First loosen lock screws!

Still a problem?

Then loosen the screws holding the feed screw mounting brackets

If that frees in up, move the table as close to the feedscrew mounting end

as possible

before snugging up the screws.

If it tightens up again try shimming the mounting bracket. It may be out of

square.

Next check the feed nuts. If they are loose it could cause jamming.

If they are not loose..try loosening them..they may be out of alignment.

If they have an antibacklash adjustment try backing this off (see your

manual)

Still a problem ?

Remove the feed screws altogether..you should be able to push the slides

reasonably easily

from one end to the other without shake or tight spots.

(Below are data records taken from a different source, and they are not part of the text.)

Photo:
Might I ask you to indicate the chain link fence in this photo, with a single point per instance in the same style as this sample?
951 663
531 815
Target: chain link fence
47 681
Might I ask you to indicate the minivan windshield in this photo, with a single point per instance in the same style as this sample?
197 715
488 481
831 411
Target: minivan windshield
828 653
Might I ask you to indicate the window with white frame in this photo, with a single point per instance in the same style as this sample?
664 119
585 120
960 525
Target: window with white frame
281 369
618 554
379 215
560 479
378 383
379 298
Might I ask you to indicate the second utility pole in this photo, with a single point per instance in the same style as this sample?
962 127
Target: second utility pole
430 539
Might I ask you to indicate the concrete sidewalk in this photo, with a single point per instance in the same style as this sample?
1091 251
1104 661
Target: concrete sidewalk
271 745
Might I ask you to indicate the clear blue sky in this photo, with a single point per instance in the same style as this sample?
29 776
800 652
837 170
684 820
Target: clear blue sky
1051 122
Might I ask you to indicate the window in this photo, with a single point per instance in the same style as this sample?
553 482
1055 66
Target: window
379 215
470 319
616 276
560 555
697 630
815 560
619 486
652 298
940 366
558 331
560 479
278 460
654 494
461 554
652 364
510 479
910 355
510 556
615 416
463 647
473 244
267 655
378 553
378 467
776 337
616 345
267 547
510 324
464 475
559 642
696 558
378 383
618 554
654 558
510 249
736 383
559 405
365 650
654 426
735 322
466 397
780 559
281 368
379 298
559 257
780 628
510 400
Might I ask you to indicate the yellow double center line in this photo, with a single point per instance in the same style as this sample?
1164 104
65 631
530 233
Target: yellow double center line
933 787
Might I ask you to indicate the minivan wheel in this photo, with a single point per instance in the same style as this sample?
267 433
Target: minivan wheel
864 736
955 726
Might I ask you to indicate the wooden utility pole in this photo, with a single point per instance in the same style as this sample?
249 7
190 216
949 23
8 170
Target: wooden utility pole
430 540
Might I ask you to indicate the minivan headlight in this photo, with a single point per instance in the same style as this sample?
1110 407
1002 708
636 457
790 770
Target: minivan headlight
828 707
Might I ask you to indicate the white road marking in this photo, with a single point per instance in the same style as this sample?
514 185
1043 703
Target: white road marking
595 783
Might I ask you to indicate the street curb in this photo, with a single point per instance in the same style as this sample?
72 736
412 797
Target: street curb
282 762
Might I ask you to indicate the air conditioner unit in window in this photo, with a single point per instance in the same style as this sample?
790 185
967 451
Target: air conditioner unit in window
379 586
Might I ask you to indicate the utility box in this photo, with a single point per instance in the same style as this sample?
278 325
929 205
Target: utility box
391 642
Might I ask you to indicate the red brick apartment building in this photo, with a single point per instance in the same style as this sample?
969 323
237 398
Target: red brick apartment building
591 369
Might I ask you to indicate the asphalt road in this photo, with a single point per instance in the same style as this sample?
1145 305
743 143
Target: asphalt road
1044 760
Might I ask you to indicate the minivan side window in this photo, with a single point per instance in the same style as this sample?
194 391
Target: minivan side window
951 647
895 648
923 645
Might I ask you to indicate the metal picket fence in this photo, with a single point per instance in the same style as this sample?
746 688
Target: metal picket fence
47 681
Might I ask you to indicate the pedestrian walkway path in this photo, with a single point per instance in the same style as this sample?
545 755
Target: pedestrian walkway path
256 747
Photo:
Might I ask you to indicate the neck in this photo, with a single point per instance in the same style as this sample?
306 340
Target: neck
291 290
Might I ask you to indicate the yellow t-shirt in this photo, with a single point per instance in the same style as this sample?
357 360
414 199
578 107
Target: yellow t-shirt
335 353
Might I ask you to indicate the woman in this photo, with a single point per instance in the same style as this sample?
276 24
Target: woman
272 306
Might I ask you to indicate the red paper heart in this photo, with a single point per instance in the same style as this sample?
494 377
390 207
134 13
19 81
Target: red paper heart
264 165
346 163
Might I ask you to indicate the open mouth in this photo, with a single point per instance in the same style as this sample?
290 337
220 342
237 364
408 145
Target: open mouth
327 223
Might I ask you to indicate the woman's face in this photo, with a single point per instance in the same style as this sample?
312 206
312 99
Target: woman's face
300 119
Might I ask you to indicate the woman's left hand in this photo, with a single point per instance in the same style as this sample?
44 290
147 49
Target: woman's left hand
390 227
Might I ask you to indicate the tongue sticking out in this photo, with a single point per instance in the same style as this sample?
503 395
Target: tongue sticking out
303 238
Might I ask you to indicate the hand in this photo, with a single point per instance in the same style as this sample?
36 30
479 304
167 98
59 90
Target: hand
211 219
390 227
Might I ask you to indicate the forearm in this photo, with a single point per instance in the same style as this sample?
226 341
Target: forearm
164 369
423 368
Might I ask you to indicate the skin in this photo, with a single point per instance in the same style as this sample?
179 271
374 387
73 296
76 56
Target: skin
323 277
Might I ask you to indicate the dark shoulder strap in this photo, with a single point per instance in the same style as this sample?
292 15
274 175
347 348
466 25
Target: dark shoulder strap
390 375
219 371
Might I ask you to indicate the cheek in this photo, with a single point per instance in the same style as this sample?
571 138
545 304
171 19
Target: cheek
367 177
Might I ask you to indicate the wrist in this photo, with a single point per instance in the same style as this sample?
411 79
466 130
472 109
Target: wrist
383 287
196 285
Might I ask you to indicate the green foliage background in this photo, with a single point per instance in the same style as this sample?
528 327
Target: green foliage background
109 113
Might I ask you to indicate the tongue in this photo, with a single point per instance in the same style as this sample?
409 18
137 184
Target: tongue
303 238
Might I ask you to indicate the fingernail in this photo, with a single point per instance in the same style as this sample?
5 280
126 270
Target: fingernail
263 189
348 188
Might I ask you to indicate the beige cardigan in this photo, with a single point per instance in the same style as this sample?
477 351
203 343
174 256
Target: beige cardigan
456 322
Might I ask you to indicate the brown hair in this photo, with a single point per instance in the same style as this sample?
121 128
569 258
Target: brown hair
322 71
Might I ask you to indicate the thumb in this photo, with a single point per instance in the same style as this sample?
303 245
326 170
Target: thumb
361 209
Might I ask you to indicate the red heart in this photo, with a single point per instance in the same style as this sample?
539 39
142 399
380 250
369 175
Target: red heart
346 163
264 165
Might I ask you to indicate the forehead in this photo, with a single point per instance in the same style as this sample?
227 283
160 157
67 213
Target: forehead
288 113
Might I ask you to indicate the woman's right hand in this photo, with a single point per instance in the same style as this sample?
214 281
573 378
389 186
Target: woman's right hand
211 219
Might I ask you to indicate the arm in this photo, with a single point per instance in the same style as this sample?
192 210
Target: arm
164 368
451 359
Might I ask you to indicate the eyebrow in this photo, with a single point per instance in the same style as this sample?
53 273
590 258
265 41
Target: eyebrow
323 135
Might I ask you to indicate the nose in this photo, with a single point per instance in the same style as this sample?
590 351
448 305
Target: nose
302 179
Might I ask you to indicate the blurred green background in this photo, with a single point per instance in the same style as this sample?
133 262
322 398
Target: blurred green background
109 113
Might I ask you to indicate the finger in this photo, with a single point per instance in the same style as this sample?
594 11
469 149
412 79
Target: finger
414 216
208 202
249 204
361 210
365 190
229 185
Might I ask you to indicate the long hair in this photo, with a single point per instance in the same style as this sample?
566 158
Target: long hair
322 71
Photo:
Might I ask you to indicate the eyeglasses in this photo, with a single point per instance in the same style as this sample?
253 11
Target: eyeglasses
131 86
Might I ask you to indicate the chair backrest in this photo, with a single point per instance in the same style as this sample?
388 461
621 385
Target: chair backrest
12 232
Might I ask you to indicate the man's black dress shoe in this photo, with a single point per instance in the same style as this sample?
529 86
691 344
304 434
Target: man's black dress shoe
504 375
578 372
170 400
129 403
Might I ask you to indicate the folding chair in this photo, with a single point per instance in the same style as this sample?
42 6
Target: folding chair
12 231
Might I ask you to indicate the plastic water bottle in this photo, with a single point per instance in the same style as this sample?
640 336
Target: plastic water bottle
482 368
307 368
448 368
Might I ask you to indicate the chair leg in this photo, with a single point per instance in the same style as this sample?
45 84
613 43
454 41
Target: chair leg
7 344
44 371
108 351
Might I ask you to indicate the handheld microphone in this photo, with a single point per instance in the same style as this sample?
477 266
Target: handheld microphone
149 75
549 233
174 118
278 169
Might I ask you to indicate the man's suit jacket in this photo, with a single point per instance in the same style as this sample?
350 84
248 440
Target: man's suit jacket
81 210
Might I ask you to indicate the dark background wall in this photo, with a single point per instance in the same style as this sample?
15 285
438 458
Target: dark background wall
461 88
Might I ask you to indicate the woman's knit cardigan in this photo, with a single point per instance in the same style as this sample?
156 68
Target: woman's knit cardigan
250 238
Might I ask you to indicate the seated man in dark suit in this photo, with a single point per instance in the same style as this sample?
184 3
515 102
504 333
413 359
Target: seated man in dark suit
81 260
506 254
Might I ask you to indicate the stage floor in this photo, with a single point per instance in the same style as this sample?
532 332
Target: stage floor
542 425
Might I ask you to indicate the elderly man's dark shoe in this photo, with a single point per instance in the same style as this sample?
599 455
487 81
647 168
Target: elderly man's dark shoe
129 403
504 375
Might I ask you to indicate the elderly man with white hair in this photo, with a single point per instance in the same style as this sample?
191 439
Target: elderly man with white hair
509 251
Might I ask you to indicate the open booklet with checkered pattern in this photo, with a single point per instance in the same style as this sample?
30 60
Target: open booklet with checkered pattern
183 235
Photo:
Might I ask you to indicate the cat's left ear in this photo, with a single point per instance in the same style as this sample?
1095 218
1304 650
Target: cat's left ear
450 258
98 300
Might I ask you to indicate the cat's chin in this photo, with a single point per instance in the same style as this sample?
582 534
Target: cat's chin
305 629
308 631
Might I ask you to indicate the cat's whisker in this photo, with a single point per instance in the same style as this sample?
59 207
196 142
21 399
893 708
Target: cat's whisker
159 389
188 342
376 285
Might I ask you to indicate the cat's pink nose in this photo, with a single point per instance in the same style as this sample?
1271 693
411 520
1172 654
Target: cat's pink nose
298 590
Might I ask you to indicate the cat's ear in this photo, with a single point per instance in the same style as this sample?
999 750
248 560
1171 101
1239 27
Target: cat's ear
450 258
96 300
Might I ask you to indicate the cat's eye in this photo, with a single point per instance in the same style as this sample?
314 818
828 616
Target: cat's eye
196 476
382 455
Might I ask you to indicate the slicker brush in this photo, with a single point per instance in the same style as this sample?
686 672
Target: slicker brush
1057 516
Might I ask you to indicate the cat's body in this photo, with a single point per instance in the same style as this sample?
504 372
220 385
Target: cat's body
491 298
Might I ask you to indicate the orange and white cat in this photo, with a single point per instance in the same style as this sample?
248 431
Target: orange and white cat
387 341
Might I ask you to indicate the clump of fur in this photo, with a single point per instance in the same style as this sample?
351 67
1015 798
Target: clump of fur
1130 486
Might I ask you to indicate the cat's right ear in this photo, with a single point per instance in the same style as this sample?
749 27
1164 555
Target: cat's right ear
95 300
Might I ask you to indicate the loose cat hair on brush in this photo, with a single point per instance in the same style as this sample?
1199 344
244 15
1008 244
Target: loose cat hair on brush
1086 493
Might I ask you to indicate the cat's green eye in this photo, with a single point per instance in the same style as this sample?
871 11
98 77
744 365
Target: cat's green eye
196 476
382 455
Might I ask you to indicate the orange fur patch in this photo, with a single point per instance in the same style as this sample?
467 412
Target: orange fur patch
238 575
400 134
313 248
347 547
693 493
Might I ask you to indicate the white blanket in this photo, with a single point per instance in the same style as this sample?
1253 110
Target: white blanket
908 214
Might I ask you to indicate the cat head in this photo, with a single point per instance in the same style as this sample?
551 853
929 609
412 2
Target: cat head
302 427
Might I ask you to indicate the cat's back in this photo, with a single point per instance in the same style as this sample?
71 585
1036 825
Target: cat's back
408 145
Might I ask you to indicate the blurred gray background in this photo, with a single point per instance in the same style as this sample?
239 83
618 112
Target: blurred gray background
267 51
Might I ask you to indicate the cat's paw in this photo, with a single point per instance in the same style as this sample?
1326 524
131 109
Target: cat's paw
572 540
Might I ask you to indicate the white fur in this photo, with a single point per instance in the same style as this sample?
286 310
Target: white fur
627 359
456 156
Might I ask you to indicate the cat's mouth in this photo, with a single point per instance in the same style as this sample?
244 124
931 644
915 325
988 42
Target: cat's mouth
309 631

Check that the feedscrews rotate freely in their bearings

If you find tight spots you are into slideway scraping. If you know how to

do this...fine.

If not you now have grounds to demand a replacement machine.

Robert Bastow

============

Subject: Re: mill/drill

From: Robert Bastow <nil_carborundum@>

Date: Fri, 02 Oct 1998 13:24:01 GMT

Dick Brewster wrote:

> With one large entrance to the shop at loading dock height.

>

> --

> Dick Brewster

>

>

Watch that first step...Its a Doozie!!